If you know me, then you’re already aware. But if you’re just getting aquatinted with the man behind the words, I’ll let you into my world and let you know – I’m a Paramore fan. And a huge one at that. They are, without question in my mind, my favorite band. Want proof? I pre-ordered their newly released album “Brand New Eyes” three months before it came out on September 29th. And I’m not ashamed of letting the world know.
I discovered Paramore’s greatness when I was in my mom’s 2005 Chevy Tahoe on the way home from dinner with my grandma. Not exactly you’re ideal music discovery expedition, but none the less thats where I found them.
When I got back from the expedition I got onto my computer and looked up the song I had heard on the radio, which was “Misery Business.” I found that this Paramore wasn’t half bad so I bought their entire album “Riot!” and listened to it sparingly. But I ended up falling in love with their sound. I learned a few of their songs on my guitar and decided that these guys were the real deal.

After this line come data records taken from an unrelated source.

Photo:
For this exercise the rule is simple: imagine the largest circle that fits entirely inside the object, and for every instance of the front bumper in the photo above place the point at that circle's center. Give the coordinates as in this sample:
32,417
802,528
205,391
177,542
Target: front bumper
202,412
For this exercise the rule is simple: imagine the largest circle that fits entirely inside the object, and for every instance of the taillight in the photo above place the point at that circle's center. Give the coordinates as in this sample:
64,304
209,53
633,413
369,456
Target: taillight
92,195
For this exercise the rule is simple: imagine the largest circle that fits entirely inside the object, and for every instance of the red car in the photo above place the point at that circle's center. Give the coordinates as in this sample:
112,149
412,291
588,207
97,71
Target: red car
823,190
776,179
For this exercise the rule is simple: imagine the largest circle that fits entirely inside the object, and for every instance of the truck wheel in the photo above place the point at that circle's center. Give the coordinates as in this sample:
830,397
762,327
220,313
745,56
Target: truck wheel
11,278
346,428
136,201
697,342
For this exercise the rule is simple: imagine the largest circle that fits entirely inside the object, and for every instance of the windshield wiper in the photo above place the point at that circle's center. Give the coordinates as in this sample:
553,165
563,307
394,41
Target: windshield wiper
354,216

Paramore released their first album, “All We Know is Falling” in 2005 and signed with the record label Fueled By Ramen Records. Their sophomore album, “Riot!” came out two years later in 2007 and captured two million hearts around the globe using their inspirational lyrics and highly energetic persona. But “Brand New Eyes” is a smidgen different than all of their two previous records. In “All We Know Is Falling” it was more of a grudge emo, angry sound, with heavy guitar riffs. But this was probably because because the band was going through their teenage angst stage and family problems flowed throughout the band. “Riot!” on the other hand, changed slightly by taking all of that anger and putting it into a positive effect and making lighter sounding progressions.
In “Brand New Eyes,” Paramore seems to take everything down a notch and tends to seek a more acoustic sound that makes this record more theatrical. It’s more chilled and laid back with slower beats and more a relaxed tone. The first time I listened to the entire album I was on the verge of freaking out. I kept thinking, “Where did paramore go?” “Why did they do this?” But the more I listened the more I began to love the album. They take a lot of risks that not a lot of bands usually take. For example, in a few of the songs on this record, they take lead singer, Hayley Williams, and guitarists, Josh Farro and Taylor York, on what sounds like folk acoustic guitars, yet they don’t lose their natural alternative sound.

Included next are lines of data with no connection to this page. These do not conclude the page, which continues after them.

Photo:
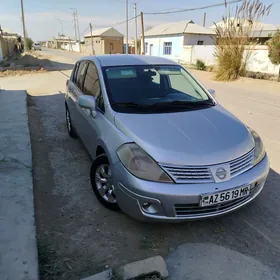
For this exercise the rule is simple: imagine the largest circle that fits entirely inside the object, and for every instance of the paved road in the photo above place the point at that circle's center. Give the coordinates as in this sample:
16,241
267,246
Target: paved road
74,229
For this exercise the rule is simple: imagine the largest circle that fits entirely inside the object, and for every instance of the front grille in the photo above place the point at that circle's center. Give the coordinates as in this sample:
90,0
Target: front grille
242,164
189,174
182,210
202,174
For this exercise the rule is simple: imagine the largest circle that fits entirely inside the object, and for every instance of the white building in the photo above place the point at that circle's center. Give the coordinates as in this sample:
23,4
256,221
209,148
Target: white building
169,39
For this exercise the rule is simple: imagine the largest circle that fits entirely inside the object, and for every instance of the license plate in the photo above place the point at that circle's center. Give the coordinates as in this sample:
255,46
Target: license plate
225,196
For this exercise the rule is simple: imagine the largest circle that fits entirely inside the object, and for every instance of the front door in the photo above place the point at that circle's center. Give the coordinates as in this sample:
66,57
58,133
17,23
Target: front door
91,125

The reality is, even if you are not a huge Paramore fan you’re going to love this album either way.
For instance, I heard the song “Brick by Boring Brick,” I was in love with it. I was initially drawn to the song through Hayley’s use of straining her voice and softening it at the right moments. The drum beat is insanely catchy. Drummer Zac Farro uses a “Smoke on the Water” approach and basically punks it into the new century.
Another song that I had a great fondness for was “Careful.” This song is the definition of alternative rock. I can picture Paramore rocking their ass’ off when they perform this song. They use stops and the element of pause in this song to build up anticipation for the listener, and then erupt with passion. It’s the complete package. The bass line is very impressive so for all you wanna-be bass players, check this song out. This song also defines everything Paramore has gone through and become in the past four years with an almost band break up, and other well hidden drama.
But a few of the songs in “Brand New Eyes” are a little more sketchy than I’d like. Though I adore all the chorus’ in all of these tracks, the verses in “Misguided Ghosts,” “Where the Lines Overlap,” and “Playing God” I think could have been worked on more. They don’t seem like they we’re the best and final product.
It would be cliche for me to say Paramore is back and better than ever, but thats exactly what’s happening here. Even through two years of basic torture and waiting between “Riot!” and “Brand New Eyes,” it was worth all of the wait. The album brings everything to the plate. Fantastic lyrics, non-stop energy, stupid cool guitar parts, and scary good beats. The problem I have with the record is most of the songs are in the same key. It gets obnoxious but after a few listens you don’t notice it that much. I’m giving this album a 3 1/2 out of 4 stars.